Yep watched it the other week in one session. Someone I have known for over 30 years got put away for tax irregularities about 3 years ago for 4 years (they were released last year) and they said it was exactly like that. They weren't criminals (well they got convicted but you know what I mean) and ended up in a prison with all that going on. It has changed them forever and they said it was really realistic. I actually found it a difficult watch at times as I watched it with them in mind.
Yep, likewise a mate of mine got pissed with his best friend - his friend was meant to be driving but he was 'less pissed' and drove. Ended up crashing and killing his best mate and was put away for it. Similar thing when I spoke to him.
Well he hasn't responded yet maybe Mrs no7 won and made it such a good punch that he hasn't woken up yet?
A man is out walking his pet carrot. As he’s walking his pet carrot it gets hit by a car. After rushing to the ER the man paces the waiting room as the doctor comes out exhausted from surgery. “Doctor, is my carrot alive are they ok?” The doctors sighs. “I have good news and bad news. The good news is your pet carrot is alive” the man breathes a sigh of relief. “What’s the bad news doctor?” The doctor looks him in the eyes and says “Well I’m sorry but, your carrots gonna be a vegetable for the rest of its life.”
A man stumbles up to the only other patron in a bar and asks if he could buy him a drink. “Why of course,” comes the reply.
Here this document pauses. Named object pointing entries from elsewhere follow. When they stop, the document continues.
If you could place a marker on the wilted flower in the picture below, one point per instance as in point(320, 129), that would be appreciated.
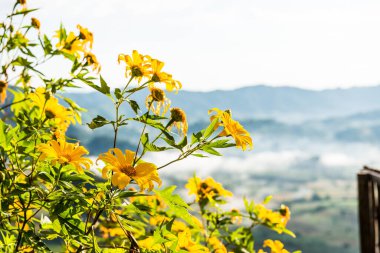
point(178, 119)
point(3, 90)
point(157, 101)
point(232, 128)
point(137, 65)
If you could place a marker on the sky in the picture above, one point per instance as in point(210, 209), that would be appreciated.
point(226, 44)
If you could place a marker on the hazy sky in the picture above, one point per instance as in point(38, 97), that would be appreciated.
point(224, 44)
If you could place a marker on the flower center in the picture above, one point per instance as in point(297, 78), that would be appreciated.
point(3, 84)
point(156, 78)
point(128, 170)
point(49, 114)
point(158, 94)
point(177, 115)
point(136, 71)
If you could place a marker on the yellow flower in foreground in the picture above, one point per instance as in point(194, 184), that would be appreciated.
point(35, 23)
point(206, 189)
point(3, 90)
point(275, 246)
point(137, 65)
point(162, 77)
point(86, 35)
point(70, 45)
point(91, 60)
point(217, 245)
point(157, 101)
point(143, 173)
point(178, 119)
point(65, 153)
point(232, 128)
point(60, 115)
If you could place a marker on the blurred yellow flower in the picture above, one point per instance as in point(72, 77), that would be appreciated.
point(178, 119)
point(236, 216)
point(91, 60)
point(275, 246)
point(3, 91)
point(157, 101)
point(143, 173)
point(137, 65)
point(206, 189)
point(232, 128)
point(150, 243)
point(65, 153)
point(36, 23)
point(276, 220)
point(162, 77)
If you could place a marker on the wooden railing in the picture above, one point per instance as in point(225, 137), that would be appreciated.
point(369, 209)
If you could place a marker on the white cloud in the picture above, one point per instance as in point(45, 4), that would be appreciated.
point(224, 44)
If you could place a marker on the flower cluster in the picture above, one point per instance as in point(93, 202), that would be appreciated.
point(79, 45)
point(140, 66)
point(124, 169)
point(231, 128)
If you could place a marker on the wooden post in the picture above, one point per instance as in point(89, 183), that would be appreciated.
point(366, 213)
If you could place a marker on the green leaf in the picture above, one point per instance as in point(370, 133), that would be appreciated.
point(196, 137)
point(97, 122)
point(199, 155)
point(150, 146)
point(105, 89)
point(210, 129)
point(211, 151)
point(221, 144)
point(176, 204)
point(134, 105)
point(117, 93)
point(57, 226)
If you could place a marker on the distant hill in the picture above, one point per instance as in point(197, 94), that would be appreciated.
point(285, 104)
point(287, 114)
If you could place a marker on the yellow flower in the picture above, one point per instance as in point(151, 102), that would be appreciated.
point(285, 213)
point(150, 243)
point(137, 65)
point(206, 189)
point(236, 216)
point(91, 60)
point(217, 245)
point(178, 119)
point(86, 35)
point(232, 128)
point(143, 173)
point(162, 77)
point(3, 91)
point(36, 23)
point(58, 114)
point(65, 153)
point(276, 220)
point(275, 246)
point(111, 232)
point(22, 2)
point(157, 101)
point(70, 45)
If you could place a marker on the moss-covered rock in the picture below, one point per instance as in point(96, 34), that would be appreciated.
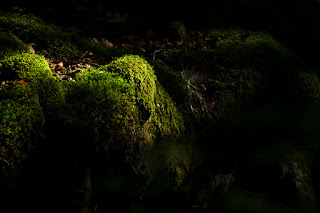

The first man then asks.....“Where are you from?”..... I’m from Ireland,” replies the second man. The first man responds..... “You don’t say, I’m from Ireland too! Let’s have another round to toast the lovely Ireland.”.....“Of course,” .....replies the second man. Curious, the first man then asks.....“Where in Ireland are you from?”.....“Dublin,” comes the reply..... “I can’t believe it,” says the first man.....“I’m from Dublin too! Let’s have another drink to Dublin.”.....“Of course,” replies the second man. Curiosity again strikes and the first man asks: “What school did you go to?”.....“Saint Mary’s,” replies the second man.....“I graduated in ’62.”......“This is unbelievable!” the first man says.....“I went to Saint Mary’s and I graduated in ’62, too!” About that time, in comes one of the regulars and sits down at the bar. “What’s been going on?” he asks the bartender. “Nothing much,” replies the bartender. “The O’Malley twins are drunk again."